Growing up, I felt rebellious against the word respect. This was in part due to my misunderstanding of the word and ambiguity in common usage. There is respect that is earned that moves in the direction of admiration. With this definition in mind, orders to “Respect your elders” and “respect your teachers” was met with resentment and disagreement by me. Folks don’t earn my admiration just by being older than me or choosing to educate children as their means of earning income.
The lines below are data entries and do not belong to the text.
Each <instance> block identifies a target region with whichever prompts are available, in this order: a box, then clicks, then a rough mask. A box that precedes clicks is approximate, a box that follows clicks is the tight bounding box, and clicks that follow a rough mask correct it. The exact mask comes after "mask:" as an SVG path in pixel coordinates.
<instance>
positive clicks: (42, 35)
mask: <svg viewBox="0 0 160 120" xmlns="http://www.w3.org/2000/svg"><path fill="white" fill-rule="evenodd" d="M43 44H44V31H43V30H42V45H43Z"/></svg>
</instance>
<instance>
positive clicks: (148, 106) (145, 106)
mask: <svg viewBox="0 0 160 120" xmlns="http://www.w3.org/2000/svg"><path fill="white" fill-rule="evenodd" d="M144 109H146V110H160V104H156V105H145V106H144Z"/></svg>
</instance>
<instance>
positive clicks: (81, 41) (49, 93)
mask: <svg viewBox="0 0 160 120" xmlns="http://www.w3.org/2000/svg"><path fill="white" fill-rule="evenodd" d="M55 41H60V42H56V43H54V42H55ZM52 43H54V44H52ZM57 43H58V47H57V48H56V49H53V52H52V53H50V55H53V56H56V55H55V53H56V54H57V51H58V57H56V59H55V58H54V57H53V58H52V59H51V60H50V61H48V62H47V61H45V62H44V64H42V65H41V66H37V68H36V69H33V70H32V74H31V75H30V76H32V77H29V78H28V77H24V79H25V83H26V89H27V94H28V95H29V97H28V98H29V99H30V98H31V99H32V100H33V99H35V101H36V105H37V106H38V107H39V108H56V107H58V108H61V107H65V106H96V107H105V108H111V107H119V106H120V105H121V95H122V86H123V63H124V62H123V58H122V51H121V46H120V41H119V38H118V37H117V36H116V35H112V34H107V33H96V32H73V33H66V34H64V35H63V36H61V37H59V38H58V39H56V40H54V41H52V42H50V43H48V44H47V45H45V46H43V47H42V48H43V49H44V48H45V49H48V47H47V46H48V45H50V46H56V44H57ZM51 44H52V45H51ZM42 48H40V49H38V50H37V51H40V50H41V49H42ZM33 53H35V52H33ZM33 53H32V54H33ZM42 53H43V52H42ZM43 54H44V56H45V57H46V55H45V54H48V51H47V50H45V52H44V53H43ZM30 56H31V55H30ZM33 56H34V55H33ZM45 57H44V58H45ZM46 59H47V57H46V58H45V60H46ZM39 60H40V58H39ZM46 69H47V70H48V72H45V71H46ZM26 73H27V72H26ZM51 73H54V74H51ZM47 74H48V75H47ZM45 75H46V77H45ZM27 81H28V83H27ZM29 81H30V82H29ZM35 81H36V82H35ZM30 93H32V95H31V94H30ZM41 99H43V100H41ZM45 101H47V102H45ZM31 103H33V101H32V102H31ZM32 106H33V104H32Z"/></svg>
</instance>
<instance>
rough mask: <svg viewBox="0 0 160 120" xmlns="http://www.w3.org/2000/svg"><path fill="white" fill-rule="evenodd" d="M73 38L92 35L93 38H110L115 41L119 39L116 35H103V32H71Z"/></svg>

There is a subtler and perhaps more important meaning of respect. This is the appreciation that the universe is infinitely more wonderful and complex than we can even scratch the surface in understanding and that every different perspective is a universe unto itself. As applies to people, each has their own experiences, stories, ideals, reasons for existence that is entirely different from our own. However well we think we may know someone, there are still worlds of things to learn and they continue to change in every moment. There is no objective reality. The stories we maintain are just that. Everything that we see, hear, feel, taste, sense, take in in any way, comes to us via our own unique filter and then runs through many layers of subjective algorithms as time passes. If two people watch the same movie scene, each will have their own interpretation that may be radically different even though this scene has been carefully crafted, edited, produced to have a very specific effect. Now reflect on how wide ranging the interpretations of a quick text or e-mail crafted by someone who is not a writer by trade. Then follow the exponential potential for misunderstanding in a string of quick messages sent back and forth in a group by folks who are not recognizing responsibility for their own feelings and interpretations.

The basic level of respect is opening to seeing depth around us, seeing into the mystery, relaxing our gaze and adherence to our own story lines allowing us to take in new perspectives. This basic level of respect opens us up to learning and growth. It also opens us to the earned respect and admiration. Using this definition of respect, “Respect everyone and everything, including yourself” seems to make more sense than singling out elders, teachers, bosses, etc..

Respect is the most critical component of peaceful communication. Remembering that the entirety of our experience in every moment is completely within us, largely created or chosen by us, and taking ownership of this in our words is crucial to not infiltrating another’s domain with our personal version of reality.